Дворник Захар тотчас отчаянно заспорил. Но бабушка презрительно оглядела его маленькую фигуру и покачала головой:
– Тебе, Захар, как человеку, тоже имеющему дефект зрения, не мешало бы это знать.
Захар еще отчаяннее заспорил: он не любил, когда намекали на то, что он косой, даже так тонко намекали, как это сделала тогда моя бабушка.
– И девочку жалко, – вздохнула Зейнаб. – Такая красивая.
– Слушай, перестань, да?! Всех жалко! Наоборот, пусть ей будет стыдно за отца. Чтобы тот все понял, – Захар отошел от женщин и принялся подметать двор, хотя только-только закончил уборку… Вообще-то Томка считалась своей девчонкой.

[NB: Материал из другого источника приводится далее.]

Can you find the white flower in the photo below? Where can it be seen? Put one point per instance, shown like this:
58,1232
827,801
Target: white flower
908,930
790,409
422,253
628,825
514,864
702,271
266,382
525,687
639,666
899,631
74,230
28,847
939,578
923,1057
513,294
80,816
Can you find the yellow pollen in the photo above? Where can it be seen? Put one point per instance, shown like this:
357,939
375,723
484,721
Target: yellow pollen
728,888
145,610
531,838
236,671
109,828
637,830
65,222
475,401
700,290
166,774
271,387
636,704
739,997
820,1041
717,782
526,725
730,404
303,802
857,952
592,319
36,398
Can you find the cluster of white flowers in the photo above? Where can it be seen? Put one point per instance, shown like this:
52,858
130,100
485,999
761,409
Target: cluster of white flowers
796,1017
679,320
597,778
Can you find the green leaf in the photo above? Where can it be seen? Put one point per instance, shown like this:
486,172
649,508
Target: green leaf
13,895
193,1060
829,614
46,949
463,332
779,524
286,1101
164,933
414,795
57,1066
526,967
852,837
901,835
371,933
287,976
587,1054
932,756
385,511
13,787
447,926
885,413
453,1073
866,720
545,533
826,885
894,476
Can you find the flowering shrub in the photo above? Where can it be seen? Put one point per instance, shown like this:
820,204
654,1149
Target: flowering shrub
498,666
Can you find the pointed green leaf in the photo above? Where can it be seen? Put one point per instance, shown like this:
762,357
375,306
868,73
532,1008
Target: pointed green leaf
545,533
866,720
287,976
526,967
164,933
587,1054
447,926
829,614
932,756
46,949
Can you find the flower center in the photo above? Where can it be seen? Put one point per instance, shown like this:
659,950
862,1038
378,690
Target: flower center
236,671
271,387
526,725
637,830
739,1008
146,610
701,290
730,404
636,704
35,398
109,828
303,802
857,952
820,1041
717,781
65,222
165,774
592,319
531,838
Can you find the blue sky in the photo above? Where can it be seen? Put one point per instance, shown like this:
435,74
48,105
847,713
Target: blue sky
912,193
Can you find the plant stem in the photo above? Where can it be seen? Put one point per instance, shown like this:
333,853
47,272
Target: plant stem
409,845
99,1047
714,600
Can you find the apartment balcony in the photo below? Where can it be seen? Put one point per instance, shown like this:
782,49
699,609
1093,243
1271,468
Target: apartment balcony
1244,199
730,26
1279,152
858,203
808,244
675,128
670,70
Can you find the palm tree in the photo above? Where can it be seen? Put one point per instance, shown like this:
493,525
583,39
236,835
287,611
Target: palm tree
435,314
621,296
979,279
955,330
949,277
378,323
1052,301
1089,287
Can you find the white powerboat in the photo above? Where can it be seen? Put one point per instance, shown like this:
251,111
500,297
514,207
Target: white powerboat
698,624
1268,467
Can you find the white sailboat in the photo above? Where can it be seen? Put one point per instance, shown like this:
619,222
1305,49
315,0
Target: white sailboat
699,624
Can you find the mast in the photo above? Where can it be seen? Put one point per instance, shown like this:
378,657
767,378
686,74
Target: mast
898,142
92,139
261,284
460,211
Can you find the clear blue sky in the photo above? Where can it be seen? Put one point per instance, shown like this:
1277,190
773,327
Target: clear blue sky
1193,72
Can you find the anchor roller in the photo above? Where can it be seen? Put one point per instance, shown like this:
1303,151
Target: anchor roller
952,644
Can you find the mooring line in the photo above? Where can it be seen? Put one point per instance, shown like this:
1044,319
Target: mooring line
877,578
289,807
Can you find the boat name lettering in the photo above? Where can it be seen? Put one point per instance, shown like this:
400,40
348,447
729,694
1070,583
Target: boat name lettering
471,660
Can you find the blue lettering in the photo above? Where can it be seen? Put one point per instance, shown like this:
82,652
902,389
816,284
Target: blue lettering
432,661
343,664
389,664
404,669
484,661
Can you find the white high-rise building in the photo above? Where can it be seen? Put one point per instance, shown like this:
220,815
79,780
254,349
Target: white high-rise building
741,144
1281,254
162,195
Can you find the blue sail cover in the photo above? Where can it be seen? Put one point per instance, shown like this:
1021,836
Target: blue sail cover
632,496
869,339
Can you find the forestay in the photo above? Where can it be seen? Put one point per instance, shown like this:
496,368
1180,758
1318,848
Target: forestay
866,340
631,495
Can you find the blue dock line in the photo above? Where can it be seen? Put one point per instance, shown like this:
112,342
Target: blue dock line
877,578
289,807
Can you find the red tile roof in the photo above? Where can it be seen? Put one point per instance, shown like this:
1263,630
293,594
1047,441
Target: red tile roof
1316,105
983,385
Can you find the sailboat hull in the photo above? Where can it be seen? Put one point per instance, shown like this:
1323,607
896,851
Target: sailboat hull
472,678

Было время, когда мы хотели взять ее с собой, собираясь бежать на фронт. Но потом кто-то нас предал, и затея провалилась, сопровождаемая ревом всех заговорщиков: наказывали при широко распахнутых окнах.
И весь квартал знал, что произошло…
Словом, Томка была своя девчонка. И если бы не загадочное возвращение с фронта ее отца Спартака Адигезаловича, она так бы и оставалась своей. К тому же на нашу улицу принесли подряд три похоронки, и сорок дней, согласно обычаю, все родственники убитых ходили в трауре.
Надо сказать, что и Томка не очень хотела с нами знаться, после того как мы не поверили, что ее отец вернулся с фронта по состоянию здоровья. Она молча терпела наше презрение, и это выводило нас из себя. И лишь когда кто-то первым запустил в нее камень, а потом и все остальные мальчишки, как стая волчат, последовали его примеру, она заплакала…
Я нередко вспоминаю ту историю с Томкой. Даже в другой, взрослой своей жизни приходится сталкиваться с такой слепой неприязнью к существу, которое ничем не виновато в том или ином поступке, имеющем к нему очень отдаленное и чисто условное касательство. Людям порой недосуг разбираться до конца, да и лень. Если это не затрагивает их лично. А несправедливость по отношению к кому-то переносится легко. Скольким людям доставляло наше равнодушие горькие минуты, даже если оно проявлялось не столь бурно, как в той истории моего детства!
Школьная парта, которую занимала Томка, стояла в конце средней колонки. И она сидела одна: никто не хотел с ней сидеть. Когда педагог выуживал из ветхого классного журнала фамилию Адигезалова, Томка проходила через весь класс под мычание учеников. Тогда злились учителя: узнать нельзя, кто мычит, – у всех сомкнуты губы. Поэтому учителя избегали вызывать Томку, благо она готовила все уроки на отлично, в чем учителя были уверены…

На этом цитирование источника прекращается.